Effects-based direct-style IO for multicore OCaml

Language: OCaml

Its a good time to try it. The tooling has come a long way and OCaml has an excellent build system [1] (dune is probably the best build tool I've used and I miss it whenever I use other programming languages), excellent editor tooling for vscode [2], emacs and neovim. OCaml 5.0 will bring multicore support [3] and an effect system that will cover a lot of interesting use-cases. As an example with OCaml 5 it'll be feasible to have concurrency libraries that still let you write in direct-style [4] [5]. I don't intend to say that OCaml will fit every use-case, but there is a lot going for it even in its current form before multicore support lands. If you want a language that compiles fast (it does compile really fast, at-part with Go if not better), has excellent performance characteristics, and has a good story for concurrency, you should give OCaml a chance!

[1] https://dune.build/

[2] https://marketplace.visualstudio.com/items?itemName=ocamllab...

[3] https://discuss.ocaml.org/t/the-road-to-ocaml-5-0/8584

[4] https://github.com/ocaml-multicore/eio

[5] https://github.com/anuragsoni/sandbox/tree/main/ocaml/effect...

Work has already started: https://github.com/ocaml-multicore/eio

There's also now https://github.com/talex5/lwt_eio, which allows you to run existing Lwt code alongside code using effects, to aid with porting.

OCaml is currently going through something similar, with some solutions in sight. The "motivation" part of the eio (https://github.com/ocaml-multicore/eio) documentation is a great introduction:

"The Unix library provided with OCaml uses blocking IO operations, and is not well suited to concurrent programs such as network services or interactive applications. For many years, the solution to this has been libraries such as Lwt and Async, which provide a monadic interface. These libraries allow writing code as if there were multiple threads of execution, each with their own stack, but the stacks are simulated using the heap.

The multicore version of OCaml adds support for "effects", removing the need for monadic code here. Using effects brings several advantages:

1. It's faster, because no heap allocations are needed to simulate a stack.

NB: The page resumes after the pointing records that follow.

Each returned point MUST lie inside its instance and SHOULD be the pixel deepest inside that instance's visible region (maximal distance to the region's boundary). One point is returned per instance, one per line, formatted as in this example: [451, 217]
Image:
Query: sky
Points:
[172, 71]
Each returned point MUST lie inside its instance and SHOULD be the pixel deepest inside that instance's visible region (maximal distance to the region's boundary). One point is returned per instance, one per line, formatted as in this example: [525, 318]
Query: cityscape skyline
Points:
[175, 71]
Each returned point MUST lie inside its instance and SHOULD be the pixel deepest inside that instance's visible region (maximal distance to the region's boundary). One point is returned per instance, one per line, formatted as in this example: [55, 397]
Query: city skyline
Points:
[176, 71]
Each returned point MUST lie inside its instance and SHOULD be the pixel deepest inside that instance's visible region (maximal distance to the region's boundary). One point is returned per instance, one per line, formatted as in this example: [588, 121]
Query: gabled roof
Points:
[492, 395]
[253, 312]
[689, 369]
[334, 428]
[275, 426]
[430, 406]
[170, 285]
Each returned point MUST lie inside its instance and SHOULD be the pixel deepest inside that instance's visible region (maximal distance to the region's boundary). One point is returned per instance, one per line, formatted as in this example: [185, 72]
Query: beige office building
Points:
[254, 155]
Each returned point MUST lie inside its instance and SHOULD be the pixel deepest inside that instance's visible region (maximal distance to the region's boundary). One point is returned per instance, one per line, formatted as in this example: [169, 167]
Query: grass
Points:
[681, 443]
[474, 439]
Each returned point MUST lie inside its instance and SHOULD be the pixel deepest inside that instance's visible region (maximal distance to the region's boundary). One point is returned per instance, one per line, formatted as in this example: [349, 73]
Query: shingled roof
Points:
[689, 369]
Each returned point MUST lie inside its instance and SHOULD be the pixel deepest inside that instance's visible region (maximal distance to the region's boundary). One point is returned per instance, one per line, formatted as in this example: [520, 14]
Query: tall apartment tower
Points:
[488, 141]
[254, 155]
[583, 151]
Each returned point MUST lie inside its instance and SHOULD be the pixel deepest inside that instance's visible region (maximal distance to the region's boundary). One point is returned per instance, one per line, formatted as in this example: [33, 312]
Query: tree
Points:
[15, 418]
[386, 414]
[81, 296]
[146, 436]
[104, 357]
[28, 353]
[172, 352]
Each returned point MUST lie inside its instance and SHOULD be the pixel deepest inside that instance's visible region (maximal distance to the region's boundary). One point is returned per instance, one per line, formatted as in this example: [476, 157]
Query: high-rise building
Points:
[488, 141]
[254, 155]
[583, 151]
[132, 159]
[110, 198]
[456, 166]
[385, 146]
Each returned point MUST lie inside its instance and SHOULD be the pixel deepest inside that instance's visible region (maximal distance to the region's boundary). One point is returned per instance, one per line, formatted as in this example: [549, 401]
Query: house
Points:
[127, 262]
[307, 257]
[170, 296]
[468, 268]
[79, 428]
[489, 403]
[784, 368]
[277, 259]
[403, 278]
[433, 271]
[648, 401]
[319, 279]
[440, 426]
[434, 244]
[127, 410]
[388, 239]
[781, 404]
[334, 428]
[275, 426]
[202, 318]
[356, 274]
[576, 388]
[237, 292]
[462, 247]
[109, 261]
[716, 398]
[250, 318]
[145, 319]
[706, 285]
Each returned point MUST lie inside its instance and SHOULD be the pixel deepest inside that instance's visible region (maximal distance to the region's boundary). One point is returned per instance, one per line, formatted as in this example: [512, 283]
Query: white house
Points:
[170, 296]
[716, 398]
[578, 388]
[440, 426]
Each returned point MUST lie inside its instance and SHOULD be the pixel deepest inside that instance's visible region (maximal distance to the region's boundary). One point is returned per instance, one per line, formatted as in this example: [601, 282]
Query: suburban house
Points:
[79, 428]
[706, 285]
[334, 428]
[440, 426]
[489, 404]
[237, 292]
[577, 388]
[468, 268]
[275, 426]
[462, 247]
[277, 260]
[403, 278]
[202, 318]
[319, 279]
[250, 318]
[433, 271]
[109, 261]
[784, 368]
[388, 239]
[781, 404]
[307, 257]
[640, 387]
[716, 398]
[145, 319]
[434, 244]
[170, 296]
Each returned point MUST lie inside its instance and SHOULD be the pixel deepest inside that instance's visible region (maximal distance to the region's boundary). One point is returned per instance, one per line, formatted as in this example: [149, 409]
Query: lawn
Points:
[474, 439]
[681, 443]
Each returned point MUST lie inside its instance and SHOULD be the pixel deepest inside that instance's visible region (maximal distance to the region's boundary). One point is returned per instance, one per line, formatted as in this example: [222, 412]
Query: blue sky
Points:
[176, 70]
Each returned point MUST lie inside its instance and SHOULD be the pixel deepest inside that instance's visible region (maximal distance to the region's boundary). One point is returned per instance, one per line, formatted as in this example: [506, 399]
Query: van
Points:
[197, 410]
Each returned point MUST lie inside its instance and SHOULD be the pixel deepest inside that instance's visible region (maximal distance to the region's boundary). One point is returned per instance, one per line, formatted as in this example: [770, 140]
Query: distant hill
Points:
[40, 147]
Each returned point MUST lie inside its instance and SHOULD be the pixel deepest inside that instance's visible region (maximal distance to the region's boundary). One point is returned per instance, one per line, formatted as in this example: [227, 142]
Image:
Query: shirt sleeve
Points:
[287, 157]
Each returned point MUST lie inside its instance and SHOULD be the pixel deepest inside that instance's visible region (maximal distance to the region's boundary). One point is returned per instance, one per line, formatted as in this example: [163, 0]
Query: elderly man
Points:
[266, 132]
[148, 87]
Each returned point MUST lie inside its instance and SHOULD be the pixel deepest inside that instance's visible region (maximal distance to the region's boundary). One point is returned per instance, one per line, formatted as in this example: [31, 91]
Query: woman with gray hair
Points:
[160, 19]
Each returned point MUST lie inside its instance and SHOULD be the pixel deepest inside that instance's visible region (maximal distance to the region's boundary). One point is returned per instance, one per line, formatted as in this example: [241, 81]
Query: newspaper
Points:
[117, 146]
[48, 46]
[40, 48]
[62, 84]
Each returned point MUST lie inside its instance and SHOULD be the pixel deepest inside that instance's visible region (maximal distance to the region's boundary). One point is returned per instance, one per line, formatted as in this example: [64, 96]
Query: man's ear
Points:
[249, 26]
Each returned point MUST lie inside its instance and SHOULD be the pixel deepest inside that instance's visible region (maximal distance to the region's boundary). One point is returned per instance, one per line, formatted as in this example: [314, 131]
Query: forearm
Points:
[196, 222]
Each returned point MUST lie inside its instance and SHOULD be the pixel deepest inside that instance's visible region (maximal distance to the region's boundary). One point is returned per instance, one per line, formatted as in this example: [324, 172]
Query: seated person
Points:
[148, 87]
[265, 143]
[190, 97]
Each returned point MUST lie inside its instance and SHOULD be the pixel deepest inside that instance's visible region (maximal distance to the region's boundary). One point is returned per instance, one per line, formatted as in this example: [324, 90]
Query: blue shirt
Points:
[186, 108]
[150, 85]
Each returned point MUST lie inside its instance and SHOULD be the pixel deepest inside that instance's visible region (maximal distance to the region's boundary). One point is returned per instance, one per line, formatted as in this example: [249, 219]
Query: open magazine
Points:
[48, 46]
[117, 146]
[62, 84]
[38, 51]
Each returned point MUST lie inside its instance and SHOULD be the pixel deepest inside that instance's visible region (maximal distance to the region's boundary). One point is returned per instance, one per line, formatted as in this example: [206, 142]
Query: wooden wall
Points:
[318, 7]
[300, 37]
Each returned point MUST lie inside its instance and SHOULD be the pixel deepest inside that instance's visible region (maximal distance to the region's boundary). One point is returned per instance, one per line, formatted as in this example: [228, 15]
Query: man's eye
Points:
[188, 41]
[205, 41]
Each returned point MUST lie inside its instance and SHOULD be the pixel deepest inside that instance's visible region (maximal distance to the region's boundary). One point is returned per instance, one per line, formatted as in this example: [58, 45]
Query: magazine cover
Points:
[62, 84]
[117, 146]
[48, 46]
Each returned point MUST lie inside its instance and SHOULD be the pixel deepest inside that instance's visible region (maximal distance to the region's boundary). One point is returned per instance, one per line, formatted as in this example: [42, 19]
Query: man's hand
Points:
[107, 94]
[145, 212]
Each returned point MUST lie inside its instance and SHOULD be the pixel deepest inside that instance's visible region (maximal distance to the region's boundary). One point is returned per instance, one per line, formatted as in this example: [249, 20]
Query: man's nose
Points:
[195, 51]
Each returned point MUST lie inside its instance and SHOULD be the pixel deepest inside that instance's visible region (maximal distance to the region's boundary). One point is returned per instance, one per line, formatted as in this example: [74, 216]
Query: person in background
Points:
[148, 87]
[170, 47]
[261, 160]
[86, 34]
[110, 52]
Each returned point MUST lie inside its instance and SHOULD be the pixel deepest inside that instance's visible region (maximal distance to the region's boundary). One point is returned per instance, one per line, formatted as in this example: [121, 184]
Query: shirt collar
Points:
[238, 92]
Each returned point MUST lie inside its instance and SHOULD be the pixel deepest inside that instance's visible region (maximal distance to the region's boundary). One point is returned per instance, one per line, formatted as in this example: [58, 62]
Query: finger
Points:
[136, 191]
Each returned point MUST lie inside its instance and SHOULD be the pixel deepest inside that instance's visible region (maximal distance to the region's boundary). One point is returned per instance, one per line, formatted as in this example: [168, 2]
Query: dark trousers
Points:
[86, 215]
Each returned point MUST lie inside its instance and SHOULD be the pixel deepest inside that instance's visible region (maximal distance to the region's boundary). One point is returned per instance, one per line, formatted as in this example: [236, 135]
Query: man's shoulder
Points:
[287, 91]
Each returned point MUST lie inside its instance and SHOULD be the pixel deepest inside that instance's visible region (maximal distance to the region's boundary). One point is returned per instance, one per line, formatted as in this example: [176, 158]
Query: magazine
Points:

2. Concurrent code can be written in the same style as plain non-concurrent code.

3. Because a real stack is used, backtraces from exceptions work as expected.

4. Other features of the language (such as try ... with ...) can be used in concurrent code.

Additionally, modern operating systems provide high-performance alternatives to the old Unix select call. For example, Linux's io-uring system has applications write the operations they want to perform to a ring buffer, which Linux handles asynchronously."